R Alexander Acosta v. Austin Elec. Servs. LLC, 294 F. Supp. 3d 905 (2018)

March 2, 2018 · United States District Court for the District of Arizona · No. CV–16–02737–PHX–ROS
294 F. Supp. 3d 905

R Alexander ACOSTA, Plaintiff,
v.
AUSTIN ELECTRIC SERVICES LLC, et al., Defendants.

No. CV-16-02737-PHX-ROS

United States District Court, D. Arizona.

Filed March 5, 2018
Signed March 2, 2018

*906Demian Camacho, US Dept. of Labor, Los Angeles, CA, Joseph Michael Lake, Susan Seletsky, Kimberly Anne Robinson, US Dept. of Labor Office of the Solicitor, San Francisco, CA, for Plaintiff.

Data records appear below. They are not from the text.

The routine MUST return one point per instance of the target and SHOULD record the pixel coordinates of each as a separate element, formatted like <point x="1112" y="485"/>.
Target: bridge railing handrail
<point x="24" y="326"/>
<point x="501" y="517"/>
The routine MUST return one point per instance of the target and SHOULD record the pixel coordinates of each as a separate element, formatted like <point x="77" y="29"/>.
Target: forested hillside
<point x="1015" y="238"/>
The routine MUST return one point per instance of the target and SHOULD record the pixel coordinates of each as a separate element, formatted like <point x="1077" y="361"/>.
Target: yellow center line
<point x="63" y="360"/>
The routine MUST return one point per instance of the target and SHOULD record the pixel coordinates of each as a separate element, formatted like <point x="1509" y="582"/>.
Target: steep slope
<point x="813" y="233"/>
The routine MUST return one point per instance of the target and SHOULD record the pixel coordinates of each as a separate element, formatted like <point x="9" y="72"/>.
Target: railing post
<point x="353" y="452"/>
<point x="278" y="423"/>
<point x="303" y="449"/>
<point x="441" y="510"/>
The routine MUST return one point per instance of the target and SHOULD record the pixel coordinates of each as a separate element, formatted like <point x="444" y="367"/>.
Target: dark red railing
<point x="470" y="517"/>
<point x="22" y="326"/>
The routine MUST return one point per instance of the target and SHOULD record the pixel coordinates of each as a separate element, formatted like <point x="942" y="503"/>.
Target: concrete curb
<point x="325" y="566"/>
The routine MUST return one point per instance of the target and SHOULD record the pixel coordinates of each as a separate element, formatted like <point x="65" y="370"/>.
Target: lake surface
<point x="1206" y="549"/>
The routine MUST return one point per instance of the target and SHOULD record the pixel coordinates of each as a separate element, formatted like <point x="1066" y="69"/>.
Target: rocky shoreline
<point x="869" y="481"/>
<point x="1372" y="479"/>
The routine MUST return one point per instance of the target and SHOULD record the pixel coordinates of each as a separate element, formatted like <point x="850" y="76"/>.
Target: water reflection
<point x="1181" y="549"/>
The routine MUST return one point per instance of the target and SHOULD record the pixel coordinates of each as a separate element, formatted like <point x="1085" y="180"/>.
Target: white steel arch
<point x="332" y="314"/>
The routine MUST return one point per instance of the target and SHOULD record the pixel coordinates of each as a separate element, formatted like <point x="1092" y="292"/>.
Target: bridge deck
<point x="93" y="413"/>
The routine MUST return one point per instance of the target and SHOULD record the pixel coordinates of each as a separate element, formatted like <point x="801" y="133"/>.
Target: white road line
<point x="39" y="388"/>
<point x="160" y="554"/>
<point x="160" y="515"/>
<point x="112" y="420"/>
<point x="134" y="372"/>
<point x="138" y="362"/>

Jennifer Rachel Yee, Joshua Robert Woodard, Snell & Wilmer LLP, Phoenix, AZ, for Defendants.

ORDER

Honorable Roslyn O. Silver, Senior United States District Judge

Plaintiff Secretary of Labor ("Plaintiff") alleges Defendants Austin Electric Services LLC and Toby Thomas, Austin Electric's President, (collectively "Defendants") both failed to pay employees overtime compensation and failed to keep employee records, in violation of the Fair Labor Standards Act ("FLSA"). (Doc. 1). Discovery concluded on October 1, 2017. (Doc. 79).1 Yet Plaintiff has continued interviewing Defendants' employees, both in person and over the phone, including employees who may not have been part of Plaintiff's original investigation. The parties now dispute whether Plaintiff may do so.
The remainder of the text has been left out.